Sal continues his discussion of the effect of a drug to one-tailed and two-tailed hypothesis tests. Created by Sal Khan.

## Want to join the conversation?

Shouldn't the sum of your rejection regions in your two tailed test (0.3%) should be the same as the rejection region in your one tailed test (0.3%) and not the 0.15% as stated in the video? So the area of a rejection region in a one tailed test is alpha, but in a two tailed test is alpha/2? Also note that the two hypothesis have to be mutually exhaustive. In other words the null hypothesis should be greater than or equal to the default mean of 1.2 seconds and not just simply equal to. Thanks!(13 votes)- Yes, I noticed this problem too. The sum of the two tails should be .3% but when using a single tailed test, the region of rejection (alpha) should equal .3% as well.(13 votes)

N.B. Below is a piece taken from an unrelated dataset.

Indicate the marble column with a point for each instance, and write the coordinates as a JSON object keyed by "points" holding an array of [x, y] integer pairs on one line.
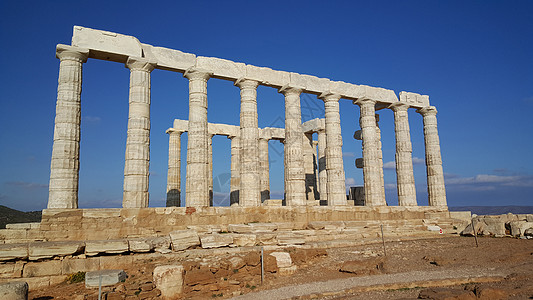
{"points": [[174, 168], [235, 180], [210, 167], [137, 164], [197, 184], [371, 154], [249, 194], [264, 169], [293, 154], [405, 179], [336, 185], [309, 169], [435, 175], [322, 173], [64, 166]]}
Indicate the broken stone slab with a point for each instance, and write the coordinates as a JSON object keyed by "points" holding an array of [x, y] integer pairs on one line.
{"points": [[243, 240], [106, 246], [239, 228], [161, 244], [15, 290], [140, 245], [283, 259], [169, 280], [290, 239], [108, 277], [184, 239], [216, 240], [13, 251], [33, 225], [40, 250]]}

- To me, it seems like we would get the same answer if had the alternative hypothesis that the drug is raising response time. But this seems very counter-intuitive since the sample mean from the rats on drugs is lower than the population mean when the rats are not on drugs. Wouldn't this indicate that it more probable that the drug lowers response time rather than raising response time? Is P(drug lowers response time) = P(drug raises response time)? And why/why not?(7 votes)
- I totally agree, if we use the same logic we would end up with the same probability that drug raises response time.

Any idea how to resolve this problem?(4 votes)

- So, would it be fair to say that doing a one-tailed test leaves you more room to conclude that the alternative hypothesis is true? That is, when you did the one tailed test the p value wound up being even more extreme than with the two tailed test, so we could have actually had a slower response time (closer to the mean) and still have had the same p-value as in the two tailed test.(5 votes)
- Off the bat it could be said that a one-tailed test leaves more room to conclude that the alternative hypothesis is true. To decide if a one-tailed test can be used, one has to have some extra information about the experiment to know the direction from the mean (H1: drug lowers the response time). If the direction of the effect is unknown, a two tailed test has to be used, and the H1 must be stated in a way where the direction of the effect is left uncertain (H1: the drug has an effect on the response time).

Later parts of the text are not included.